The SQL syntax to invoke this function is:
select * from udf(event_log_reader( [options] ));
The optional [options] argument is a character constant. It accepts the value:
f: add file name output columns (see below)
Returned columns:
log_ts timestamp(6), severity char(10 bytes) character set utf8, component char(24 bytes) character set utf8, node_number integer, cpu integer, pin integer, process_name char(12 bytes) character set utf8, sql_code integer, query_id varchar(200 bytes) character set utf8, message varchar(4000 bytes) character set utf8 If option "f" was specified, we have four more columns: log_file_node integer not null, log_file_name varchar(200 bytes) character set utf8 not null, log_file_line integer not null, parse_status char(2 bytes) character set utf8 not null (log_file_node, log_file_name, log_file_line) form a unique key in the result table. parse_status indicates whether there were any errors reading the information: ' ' (two blanks): no errors 'E' (as first or second character): parse error 'T' (as first or second character): truncation or over/underflow occurred 'C' (as first or second character): character conversion error.

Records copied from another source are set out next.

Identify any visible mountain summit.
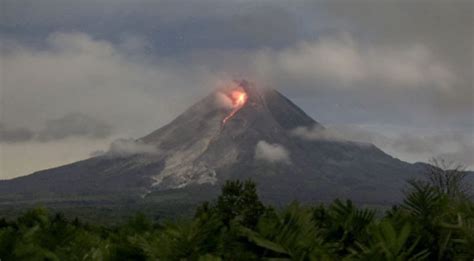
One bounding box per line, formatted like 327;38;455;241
138;81;322;191
0;81;424;209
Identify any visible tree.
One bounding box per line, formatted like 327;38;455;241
400;158;474;260
425;158;471;200
133;215;223;260
316;199;375;255
213;180;266;228
1;175;473;260
239;203;336;260
349;221;429;260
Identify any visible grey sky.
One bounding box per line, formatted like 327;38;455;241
0;0;472;178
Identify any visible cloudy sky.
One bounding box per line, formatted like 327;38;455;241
0;0;473;179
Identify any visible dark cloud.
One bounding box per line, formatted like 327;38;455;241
438;143;474;169
389;132;474;168
0;113;112;143
0;0;472;176
0;0;302;54
37;113;112;141
0;123;35;143
324;0;473;112
251;33;468;130
1;1;471;123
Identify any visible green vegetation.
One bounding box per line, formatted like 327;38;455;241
0;168;472;260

Sample Queries for Capturing Event Information
To see events reporting unique constraint violations that occurred during a specific time interval, in time sequence, use this query:
select log_ts, process_name, cast(message as char(100)) from udf(event_log_reader()) where sql_code = 8102 and log_ts between timestamp '2015-01-04 12:00:00' and timestamp '2015-01-04 13:00:00' order by log_ts;
This query reports the number of execution errors (with sql_code between 8000 and 9000) that occurred during a specific day:
select sql_code, count(*) from udf(event_log_reader()) where log_ts between timestamp '2015-01-04 00:00:00' and timestamp '2015-01-04 23:59:59' and sql_code between 8000 and 9000 group by sql_code order by sql_code;
This query reports the number of compiler processes started by each master executor:
select process_name, count(*) from udf(event_log_reader()) where message like '%A compiler process is launched%' and severity = 'INFO' group by process_name ;
This query reports all the missing statistics warnings generated during a specified interval. This output can be used to issue UPDATE STATISTICS commands to improve plan quality for future runs of the same workload.
select message from udf(event_log_reader()) where log_ts between timestamp '2015-01-27 00:00:00' and timestamp '2015-01-27 23:59:59' and sql_code in (6007, 6008) ;